This Is God's Holy Word
Every week, someone reads Scripture before the sermon at the church I pastor. They close the Scripture reading with these words: “This is God’s holy word.” The congregation responds, “Thanks be to God.”
Last year, someone read a passage from 1 Corinthians 11 on head coverings, including these words: “But I want you to understand that the head of every man is Christ, the head of a wife is her husband, and the head of Christ is God…” (1 Corinthians 11:3). Sometimes what follows a verse like that defuses the tension; sometimes it escalates. That week, the entire passage sounded foreign, perhaps even offensive, to our younger congregation in a progressive area.
At the end of the reading, the reader declared, “This is God’s holy word.” Our people may have choked on it, but they replied, “Thanks be to God!”
Sometimes I’ve asked our people as I begin to preach: do you really believe what you just said? When Scripture sounds foreign and regressive to our modern ears, are you willing to still acknowledge that we have just read God’s word and then give thanks for it?

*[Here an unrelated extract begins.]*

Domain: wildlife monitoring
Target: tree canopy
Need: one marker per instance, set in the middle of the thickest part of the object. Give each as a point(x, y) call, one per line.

Are we willing to bow before Scripture when it contradicts and offends us?
I attended a church last Sunday while on holiday. As the pastor read the Scripture, he asked the congregation to stand. I’ve seen this done before, and I like it. Later, my wife commented how much she appreciated this mark of respect. When God speaks, we don’t receive what he says with a shrug. We stand and pay attention. We show God deference, even with our bodies, to both honor God and to remind ourselves of what we’re hearing.
This is always important, especially when God’s word contradicts what we want to hear.

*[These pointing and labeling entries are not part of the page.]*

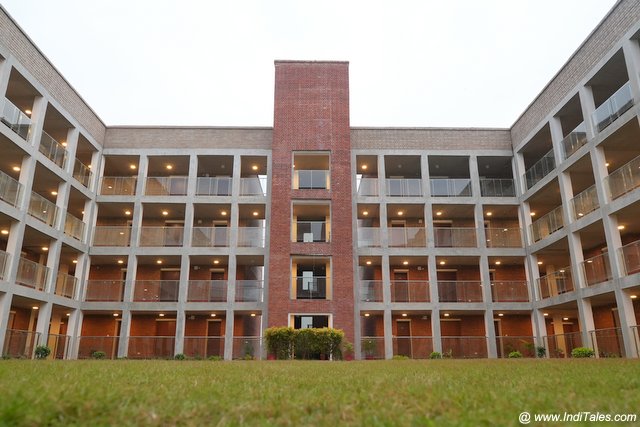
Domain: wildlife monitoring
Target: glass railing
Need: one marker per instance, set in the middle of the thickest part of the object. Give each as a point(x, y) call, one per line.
point(104, 290)
point(156, 290)
point(10, 190)
point(207, 291)
point(556, 283)
point(455, 237)
point(624, 179)
point(214, 186)
point(312, 231)
point(15, 119)
point(450, 187)
point(32, 274)
point(251, 237)
point(597, 269)
point(404, 187)
point(166, 186)
point(547, 224)
point(497, 187)
point(410, 291)
point(503, 237)
point(43, 209)
point(53, 150)
point(111, 235)
point(407, 237)
point(311, 287)
point(540, 169)
point(161, 236)
point(510, 291)
point(576, 139)
point(613, 107)
point(585, 202)
point(118, 185)
point(203, 237)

A friend recently reminded me of God’s words in Isaiah 66:2: “This is the one to whom I will look: he who is humble and contrite in spirit and trembles at my word.” That’s a good goal to set, both as individuals and churches. What I would give to live as a humble church, contrite in spirit, trembling at God’s word. Then I realize: that’s what I have by God’s grace, and I want that sense of humility and submission to deepen. I want that statement and response to resound, even when what we’ve just heard is not what we want to hear.

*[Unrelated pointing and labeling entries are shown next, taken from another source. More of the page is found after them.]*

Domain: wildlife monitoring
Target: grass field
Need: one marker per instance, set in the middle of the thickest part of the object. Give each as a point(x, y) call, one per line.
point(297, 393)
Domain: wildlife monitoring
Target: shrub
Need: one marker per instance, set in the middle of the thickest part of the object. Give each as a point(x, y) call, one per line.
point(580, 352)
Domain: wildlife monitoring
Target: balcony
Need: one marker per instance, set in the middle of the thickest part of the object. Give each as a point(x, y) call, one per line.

Charles Brown, a minister in the Church of Scotland, describes what happened as God’s word was read during a time of revival:
“It was a common thing, as soon as the Bible was opened, after the preliminary services, and just as the reader began” — here, you will observe, it was the simple reading of the Word without preaching; yet such was the power upon the minds of the people, that “it was a common thing, as soon as the Bible was opened, after the preliminary services, and just as the reader began, for great meltings to come upon the hearers. The deepest attention was paid to every word as the sacred verses were slowly and solemnly enunciated. Then the silent tear might be seen stealing down the rugged but expressive faces turned upon the reader.… It was often a stirring sight to witness the multitudes assembling during the dark winter evenings — to trace their progress as they came in all directions across moors and mountains by the blazing torches which they carried to light their way to the places of meeting. The Word of the Lord was precious in those days; and personal inconvenience was little thought of when the hungering soul sought to be satisfied.”
God give our churches this hunger for God’s word so we give thanks for it even when it challenges us. This, more than anything, may be what we need most.